Ethiopia announces comprehensive macro-economic reform policy this week

On Sunday (July, 28), Prime Minister Abiy Ahmed (PhD) announced a national macro-economic reform policy reform. The objective of the macro-economic reform program is to correct foreign exchange distortions, reducing inflation, solving debt vulnerability, strengthening the financial sector and building a strong and sustainable economic system.

Following the macro-economic policy reform, the National Bank of Ethiopia (NBE) on July 29 announced a reform of the foreign exchange regime with an immediate effect

 The Macro-economic Reform Program pro-poor: PM Abiy

Understand the Macro-Economic Reform Program Policy holistically rather than in isolation is critically important. The macro-economic reform is a huge and timely move to the economy. The approach of the reformist government is pro-poor and focused on supporting the most vulnerable. Still, the success of the reform depends on collaborative effort of all stakeholders.

For smooth implementation of the reform, law enforcement agencies are mandated to take action against malicious traders who artificially manipulate prices.

Prime Minister Abiy Ahmed (PhD

 Ethiopia implements market-based foreign exchangerate regime: NBE Governor

The National Bank of Ethiopia announces the implementation of market-based foreign exchange rate regime, effective immediately as of July 29. The reform introduces a competitive, market-based determination of the exchange rate and addresses a long-standing distortion within the Ethiopian economy.

Ethiopia’s foreign exchange reform is just one part of a wider package of economic reforms that are being implemented and accelerated over the coming months. The package of reforms—based on the country’s Home-Grown Economic Reform Plan aim to restore macroeconomic stability, boost private sector activity, and ensures sustainable, broad-based, and inclusive growth.

The implementation of a market-based foreign exchange rate regime aiming to tackle longstanding economic structural problems

Mamo Meheretu, National Bank of Ethiopia Governor said on a statement during July 29

  The macro-economic reform unlocks finance, development cooperation: Planning Minister

Ethiopia has been taking reforms measures since April 2018. These reforms bring fruitful outcomes despite challenges. To overcome existing challenges, it demands comprehensive macro-economic reform and Ethiopia has already applied an ambitious macro-economic reform.

International development partners and financial institutions were demanding the reform to finance Ethiopia’s development endeavors. Hence, implementing the reform is a timely action to sustain Ethiopia’s development.

Immediately, following the announcement of the reform, financial supports and loans starts flowing to Ethiopia and the financial flow is critical for the economic development. Ethiopia is ready to manage short-term impacts of the reform on low-income citizens.

Fistum Assefa (PhD), Minister, Planning and Development

Ethiopia’s macro-economic reform attracts attention of development partners: Finance Minister

This week Ethiopia entered into a comprehensive macro-economic reform.
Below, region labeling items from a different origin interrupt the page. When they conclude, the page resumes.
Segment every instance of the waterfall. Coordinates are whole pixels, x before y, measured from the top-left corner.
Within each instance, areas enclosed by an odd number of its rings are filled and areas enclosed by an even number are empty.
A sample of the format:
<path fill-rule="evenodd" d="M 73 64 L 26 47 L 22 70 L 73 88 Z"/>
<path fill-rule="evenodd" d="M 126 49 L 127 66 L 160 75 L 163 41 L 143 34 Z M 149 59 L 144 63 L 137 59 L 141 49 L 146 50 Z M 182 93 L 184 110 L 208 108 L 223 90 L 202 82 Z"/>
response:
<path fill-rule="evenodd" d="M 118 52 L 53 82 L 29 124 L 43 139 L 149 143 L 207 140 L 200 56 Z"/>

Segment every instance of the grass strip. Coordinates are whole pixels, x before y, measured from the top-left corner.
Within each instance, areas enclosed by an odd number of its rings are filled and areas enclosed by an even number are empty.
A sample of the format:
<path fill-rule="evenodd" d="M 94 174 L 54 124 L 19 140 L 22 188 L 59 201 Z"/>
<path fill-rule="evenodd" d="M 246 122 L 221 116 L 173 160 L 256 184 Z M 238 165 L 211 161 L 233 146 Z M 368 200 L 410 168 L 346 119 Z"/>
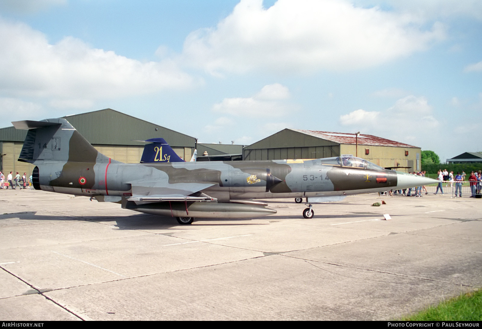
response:
<path fill-rule="evenodd" d="M 402 321 L 482 320 L 482 290 L 461 295 L 430 306 Z"/>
Despite the reform is not new for Ethiopia as it has been implementing various reform measures since the Homegrown Economic Reform was crafted five years ago, the new freeform is welcomed by international development partners.

Following the reform, the World Bank and IMF announced financial packages for Ethiopia. The financial packages from the World Bank and the IMF will bolster the government’s reform measures and ensure macro-economic stability.

Ahmed Shide, Finance Minister told the HPR on Thursday

  Ethiopia macro-economic policy designed to attract FDI flow: Commissioner

The macro-economic policy reform designed to liberalize Ethiopia’s economic structures and foreign exchange system are expected to stimulate Foreign Direct Investment (FDI) inflows to Ethiopia.